China’s Embassy condemns former Singapore Diplomat over scathing article regarding China’s political system

China’s Embassy condemns former Singapore Diplomat over scathing article regarding China’s political system

On Tuesday (25 February), the Embassy of the People’s Republic of China (PRC) in Singapore shared a Facebook post addressing an article published in The Straits Times (ST) by former Singapore Diplomat, Mr Bilahari Kausikan just a day earlier.

According to PRC embassy, the premium article entitled ‘Coronavirus: China’s inflection point and the CCP’s fundamental dilemma‘ was “misinterpreting and smearing China’s political system and the leadership system under the Communist Party of China”.

The Facebook post goes on to suggest that Mr Kausikan’s offensive post bears resemblance to the stereotypes that are widely expressed by the Western anti-China voices.

A snippet of the Facebook post by the embassy describes Mr Kausikan as someone who had a history of being prejudiced against China.

The post entails “At the difficult periods when Chinese people are making enormous efforts and sacrifices to fight the outbreak of the novel coronavirus pneumonia, the sense of justice of the author to ideologically denigrate China and sell his long-held prejudice and even hostility towards China has to be questioned”.

The embassy makes note of Mr Kausikan’s article in which he describes China as being a Leninist state led by a vanguard party that insists on absolute control, but it does not do justice in acknowledging the many great achievements that was brought by the political system in place under the leadership of President Xi Jinping.

The embassy elucidates that since the 18th National Congress of the Communist Party of China in 2012, the people in China have worked alongside the CPC Central Committee with General Secretary Xi Jinping at the core, to make China progress extensively on all fronts.

The Facebook post censured Mr Kausikan’s views of placing the blame on China’s political system for the COVID-19 outbreak.

In the same context, the Facebook post shoots back with a rhetorical question, asking why North America was not blamed for being the origin of the H1N1 outbreak.

The post concludes at crucial times like this, there is a need for unity and trust while keeping “political viruses” at bay.
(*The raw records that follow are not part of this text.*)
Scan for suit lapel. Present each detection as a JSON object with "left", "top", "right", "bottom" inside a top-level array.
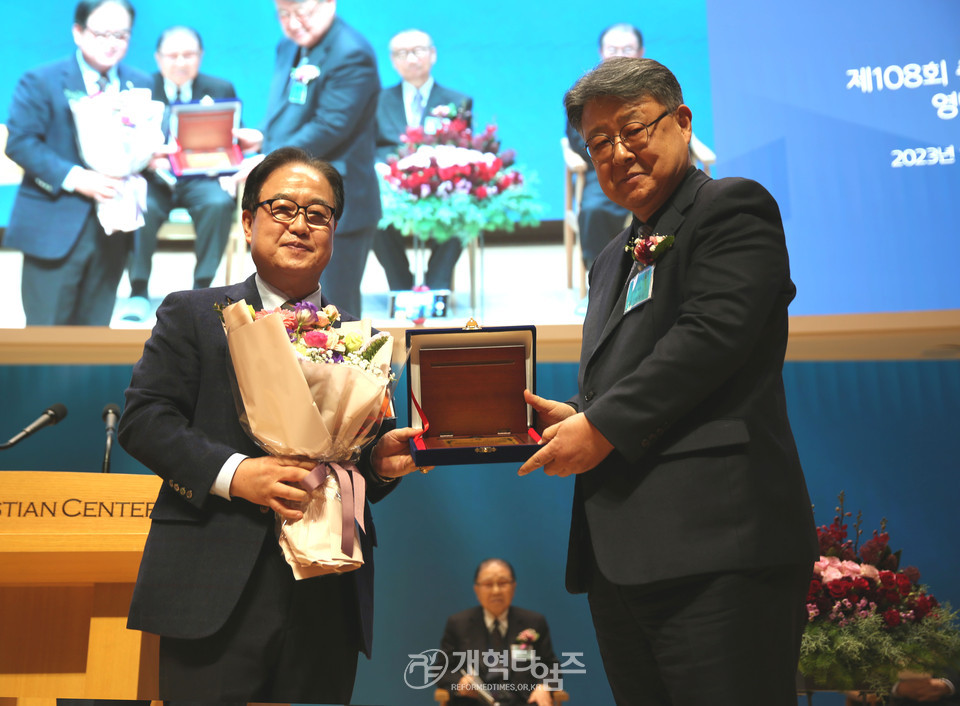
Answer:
[
  {"left": 581, "top": 226, "right": 633, "bottom": 371},
  {"left": 581, "top": 170, "right": 710, "bottom": 370},
  {"left": 382, "top": 83, "right": 407, "bottom": 141},
  {"left": 225, "top": 275, "right": 263, "bottom": 310}
]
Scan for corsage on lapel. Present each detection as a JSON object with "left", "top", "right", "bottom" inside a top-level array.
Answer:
[
  {"left": 624, "top": 233, "right": 674, "bottom": 267},
  {"left": 513, "top": 628, "right": 540, "bottom": 650},
  {"left": 289, "top": 64, "right": 320, "bottom": 105}
]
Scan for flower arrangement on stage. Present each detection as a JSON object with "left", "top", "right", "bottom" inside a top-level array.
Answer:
[
  {"left": 380, "top": 105, "right": 542, "bottom": 243},
  {"left": 216, "top": 300, "right": 395, "bottom": 579},
  {"left": 800, "top": 493, "right": 960, "bottom": 694}
]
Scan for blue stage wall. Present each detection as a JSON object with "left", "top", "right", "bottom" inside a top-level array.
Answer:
[{"left": 0, "top": 361, "right": 960, "bottom": 706}]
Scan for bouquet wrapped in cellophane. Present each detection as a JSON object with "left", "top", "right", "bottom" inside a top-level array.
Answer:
[
  {"left": 68, "top": 87, "right": 164, "bottom": 235},
  {"left": 222, "top": 300, "right": 393, "bottom": 579}
]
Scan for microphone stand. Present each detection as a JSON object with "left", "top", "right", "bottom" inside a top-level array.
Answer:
[
  {"left": 100, "top": 403, "right": 120, "bottom": 473},
  {"left": 100, "top": 429, "right": 113, "bottom": 473}
]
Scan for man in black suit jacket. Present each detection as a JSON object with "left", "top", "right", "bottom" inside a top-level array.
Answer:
[
  {"left": 438, "top": 559, "right": 557, "bottom": 706},
  {"left": 119, "top": 148, "right": 424, "bottom": 703},
  {"left": 124, "top": 26, "right": 237, "bottom": 321},
  {"left": 567, "top": 23, "right": 643, "bottom": 272},
  {"left": 239, "top": 0, "right": 381, "bottom": 316},
  {"left": 520, "top": 57, "right": 818, "bottom": 706},
  {"left": 3, "top": 0, "right": 151, "bottom": 326},
  {"left": 373, "top": 29, "right": 473, "bottom": 290}
]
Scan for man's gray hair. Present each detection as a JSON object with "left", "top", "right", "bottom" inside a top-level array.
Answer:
[{"left": 563, "top": 56, "right": 683, "bottom": 132}]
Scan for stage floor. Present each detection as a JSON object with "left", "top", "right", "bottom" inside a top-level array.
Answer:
[{"left": 0, "top": 243, "right": 583, "bottom": 328}]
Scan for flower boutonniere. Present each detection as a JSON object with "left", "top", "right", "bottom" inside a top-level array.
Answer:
[
  {"left": 290, "top": 64, "right": 320, "bottom": 86},
  {"left": 624, "top": 233, "right": 675, "bottom": 267},
  {"left": 513, "top": 628, "right": 540, "bottom": 650}
]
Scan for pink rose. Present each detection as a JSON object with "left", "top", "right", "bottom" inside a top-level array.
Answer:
[
  {"left": 840, "top": 561, "right": 860, "bottom": 576},
  {"left": 821, "top": 566, "right": 843, "bottom": 583},
  {"left": 303, "top": 331, "right": 330, "bottom": 348}
]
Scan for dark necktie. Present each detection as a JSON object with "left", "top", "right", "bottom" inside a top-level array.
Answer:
[
  {"left": 410, "top": 91, "right": 423, "bottom": 125},
  {"left": 490, "top": 620, "right": 507, "bottom": 652}
]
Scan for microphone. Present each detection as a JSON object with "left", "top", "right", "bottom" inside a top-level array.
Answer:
[
  {"left": 101, "top": 402, "right": 120, "bottom": 473},
  {"left": 0, "top": 402, "right": 67, "bottom": 451}
]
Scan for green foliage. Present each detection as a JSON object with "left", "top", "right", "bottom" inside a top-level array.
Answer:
[{"left": 800, "top": 604, "right": 960, "bottom": 695}]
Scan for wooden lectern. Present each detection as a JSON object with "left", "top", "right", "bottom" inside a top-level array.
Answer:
[{"left": 0, "top": 471, "right": 161, "bottom": 706}]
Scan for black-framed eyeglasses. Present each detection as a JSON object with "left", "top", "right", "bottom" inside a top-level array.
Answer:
[
  {"left": 477, "top": 581, "right": 515, "bottom": 591},
  {"left": 390, "top": 47, "right": 433, "bottom": 61},
  {"left": 277, "top": 0, "right": 318, "bottom": 22},
  {"left": 257, "top": 198, "right": 333, "bottom": 228},
  {"left": 587, "top": 110, "right": 673, "bottom": 162}
]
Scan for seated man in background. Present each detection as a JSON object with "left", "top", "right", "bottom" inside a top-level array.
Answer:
[
  {"left": 123, "top": 26, "right": 237, "bottom": 321},
  {"left": 373, "top": 29, "right": 473, "bottom": 290},
  {"left": 439, "top": 559, "right": 557, "bottom": 706}
]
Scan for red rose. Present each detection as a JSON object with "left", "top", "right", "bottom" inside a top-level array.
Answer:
[
  {"left": 883, "top": 608, "right": 900, "bottom": 628},
  {"left": 827, "top": 578, "right": 851, "bottom": 598}
]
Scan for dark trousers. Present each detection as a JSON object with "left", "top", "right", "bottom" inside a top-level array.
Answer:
[
  {"left": 130, "top": 178, "right": 237, "bottom": 297},
  {"left": 160, "top": 533, "right": 360, "bottom": 704},
  {"left": 320, "top": 226, "right": 377, "bottom": 317},
  {"left": 20, "top": 209, "right": 130, "bottom": 326},
  {"left": 373, "top": 226, "right": 463, "bottom": 290},
  {"left": 589, "top": 563, "right": 811, "bottom": 706}
]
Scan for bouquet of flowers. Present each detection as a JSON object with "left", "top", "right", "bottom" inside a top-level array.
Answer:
[
  {"left": 221, "top": 300, "right": 393, "bottom": 579},
  {"left": 800, "top": 493, "right": 960, "bottom": 695},
  {"left": 380, "top": 105, "right": 542, "bottom": 243},
  {"left": 67, "top": 86, "right": 164, "bottom": 235}
]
Mr Kausikan’s response to the PRC embassy’s criticism

Meanwhile, responding to questions posed by TODAY, Mr Kausikan, who chairs the Middle East Institute at the National University of Singapore (NUS), claimed “What else could they say? All Chinese diplomats are under pressure to respond to President Xi’s instruction to assert China’s narrative.”

Mr Kausikan added that the Chinese embassy did not address any substantive point that he made in the published article.

“Instead, they raise arguments against points I did not make, which is quite typical. It is not something I can take seriously,” he said.

To cap it all, Mr Kausikan intimated that it was unclear if China would go beyond fixing the serious flaws in its healthcare system after the coronavirus crisis tails off, and deal with the fundamental challenge of finding a new balance between control and economic efficiency.

Background to Mr Kausikan’s original article

In the ST article published on Monday (24 February), Mr Kausikan describes President Xi Jinping as somewhat of a “black swan” who is a “princeling”, with the Chinese Communist Party (CCP) as his patrimony.

According to Mr Kausikan, contrary to the high expectations that Mr Xi was a safe pick by the party to clean up corruption, Mr Kausikan opines that a concentration of power around President Xi has resulted in the formation of a “neo-Maoist style” of governance becoming crystallized in the Chinese system.

By being so, Mr Kausikan explains that a single mistake by this group can have widespread and perhaps catastrophic results.

Making a reference to the COVID-19 outbreak, Mr Kausikan highlights that there is ample ground to question whether this has resulted in the filtering as well as the accuracy and timeliness of information relayed upwards to decision makers.